5 thoughts on “Seeing the looming end of the personal disclosure

  1. Nick

    Well I personally think that anyone looking to pick a fight over the internet will do it one way or the other. If you post any personal information, they’ll use that against you, or if you choose not to, then they’ll just focus on professional things, like your book for example.

    I would hate to see you or any other successful blogger get bland or uninteresting because of a few rotten apples.

  2. Evan

    Here’s the problem. You can choose to make your writings correct and accurate, or you can choose to make them persuasive. You can’t do both.

    Being right requires a lot of fine distinctions people simply seem unable to comprehend. I don’t think you’re seeing intentional misreading – I think you’re seeing a dumb public misunderstanding their own native language.

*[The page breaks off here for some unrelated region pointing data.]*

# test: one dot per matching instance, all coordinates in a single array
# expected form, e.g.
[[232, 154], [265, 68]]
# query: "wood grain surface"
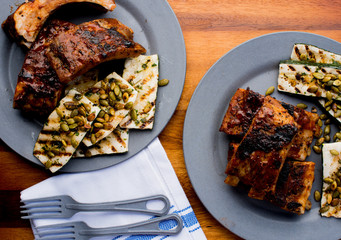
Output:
[[211, 28]]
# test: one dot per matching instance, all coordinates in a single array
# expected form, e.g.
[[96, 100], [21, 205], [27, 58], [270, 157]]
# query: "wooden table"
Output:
[[211, 28]]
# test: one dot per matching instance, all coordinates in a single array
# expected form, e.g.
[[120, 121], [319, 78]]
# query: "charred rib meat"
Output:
[[76, 51], [242, 108], [25, 23], [263, 150], [293, 186], [38, 87]]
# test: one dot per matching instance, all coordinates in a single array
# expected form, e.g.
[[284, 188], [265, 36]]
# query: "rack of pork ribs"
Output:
[[63, 51], [269, 143]]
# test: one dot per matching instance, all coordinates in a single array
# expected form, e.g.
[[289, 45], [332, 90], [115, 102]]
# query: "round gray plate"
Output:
[[155, 26], [253, 64]]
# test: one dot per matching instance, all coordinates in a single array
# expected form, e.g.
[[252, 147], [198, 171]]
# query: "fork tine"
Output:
[[41, 210], [66, 225], [42, 215], [41, 204], [65, 236]]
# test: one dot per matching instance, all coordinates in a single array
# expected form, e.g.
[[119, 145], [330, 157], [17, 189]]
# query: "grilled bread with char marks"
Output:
[[245, 104], [86, 45], [242, 108], [25, 23], [293, 186]]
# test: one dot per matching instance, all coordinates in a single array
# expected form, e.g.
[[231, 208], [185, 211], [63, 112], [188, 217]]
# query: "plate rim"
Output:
[[181, 56], [195, 185]]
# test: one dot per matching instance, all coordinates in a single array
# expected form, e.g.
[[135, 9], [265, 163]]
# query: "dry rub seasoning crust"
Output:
[[263, 150], [25, 23], [245, 104], [242, 109], [38, 88], [85, 46]]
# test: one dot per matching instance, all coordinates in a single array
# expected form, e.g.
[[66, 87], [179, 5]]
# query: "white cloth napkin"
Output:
[[147, 173]]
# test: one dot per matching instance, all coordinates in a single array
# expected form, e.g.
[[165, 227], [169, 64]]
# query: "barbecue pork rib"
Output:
[[242, 108], [245, 104], [293, 186], [38, 87], [85, 46], [25, 23], [260, 156]]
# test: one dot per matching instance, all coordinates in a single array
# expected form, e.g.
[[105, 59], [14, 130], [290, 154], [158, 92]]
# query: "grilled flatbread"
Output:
[[143, 73]]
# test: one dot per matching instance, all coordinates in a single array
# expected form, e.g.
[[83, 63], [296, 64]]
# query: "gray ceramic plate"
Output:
[[253, 64], [155, 27]]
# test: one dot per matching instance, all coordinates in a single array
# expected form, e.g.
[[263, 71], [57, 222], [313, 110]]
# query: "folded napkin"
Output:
[[147, 173]]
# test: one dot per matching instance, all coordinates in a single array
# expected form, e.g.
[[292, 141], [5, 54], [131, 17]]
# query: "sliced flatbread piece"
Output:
[[64, 130], [116, 97], [331, 190], [306, 52], [115, 142], [143, 73]]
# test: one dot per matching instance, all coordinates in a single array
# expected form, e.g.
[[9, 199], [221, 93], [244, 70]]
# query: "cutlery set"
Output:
[[65, 207]]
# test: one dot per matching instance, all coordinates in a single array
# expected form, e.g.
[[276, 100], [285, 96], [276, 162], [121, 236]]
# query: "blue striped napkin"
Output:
[[147, 173]]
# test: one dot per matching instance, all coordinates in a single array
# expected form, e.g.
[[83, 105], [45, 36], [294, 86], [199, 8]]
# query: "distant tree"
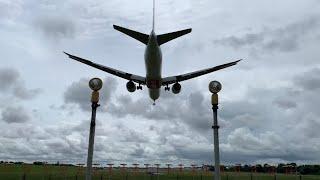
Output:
[[259, 168], [246, 168], [38, 163]]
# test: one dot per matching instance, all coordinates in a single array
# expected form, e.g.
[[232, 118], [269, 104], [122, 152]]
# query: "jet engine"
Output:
[[176, 88], [131, 87]]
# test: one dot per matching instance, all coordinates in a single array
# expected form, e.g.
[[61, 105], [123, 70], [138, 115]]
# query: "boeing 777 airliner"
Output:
[[153, 61]]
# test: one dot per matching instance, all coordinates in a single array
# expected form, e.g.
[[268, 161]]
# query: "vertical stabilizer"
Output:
[[153, 15]]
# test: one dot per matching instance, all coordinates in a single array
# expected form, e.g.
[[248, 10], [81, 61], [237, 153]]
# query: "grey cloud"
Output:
[[56, 27], [309, 81], [12, 83], [285, 103], [15, 115], [8, 78], [10, 9], [284, 39], [79, 92]]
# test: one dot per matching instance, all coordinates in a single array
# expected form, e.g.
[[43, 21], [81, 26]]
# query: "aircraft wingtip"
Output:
[[66, 53]]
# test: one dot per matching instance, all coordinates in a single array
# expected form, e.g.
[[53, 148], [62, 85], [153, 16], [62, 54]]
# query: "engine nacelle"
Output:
[[176, 88], [131, 87]]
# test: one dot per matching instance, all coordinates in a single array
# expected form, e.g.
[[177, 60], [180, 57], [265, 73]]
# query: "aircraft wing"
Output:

    So, you can avoid that by making your points in much simpler and thus more persuasive terms (politicians do this all the time), but that means you’ll never actually describe anything accurately, because the world isn’t as straightforward as would be necessary for the public to understand them.

    People are dumb, panicky, dangerous animals. This shouldn’t surprise you.

  3. eponymous coward

    Then there’s the well know effect of people being much more willing to be a jerk to someone when they are hiding behind a pseudonym online as opposed to being a jerk to someone’s face- which is what I think you are seeing w/r/t the “lives with moter” and “can’t change flat tire” or “why were you on Highway 51 trying to get to Peoria?” comments

  4. DEO

    For what it’s worth, I think there are many more lurkers (or near-lurkers, like me) than jerks. More often than not, the majority admire and respect you and find your writing more interesting and compelling when you share personal anecdotes.

  5. Gomez

    It’s been some time since you wrote this but I’m gonna comment, since I practically make my life an open-book on my blog.

    People who don’t like you are always gonna take every word you write out of context whenever they can, to damage your character. They hate you for irrational reasons and so they resort to irrational attacks, like misquoting you. Certainly, people sometimes genuinely misunderstand what you’ve written and it’s simply human error, but with attacks like ‘Derek lives with his mother’, it’s pretty clear whoever wrote that had an axe to grind in the first place.

    People do this to me all the time in discussions outside the Mariner blogosphere, and eventually, you learn to filter the genuine misunderstandings apart from the targeted character attacks.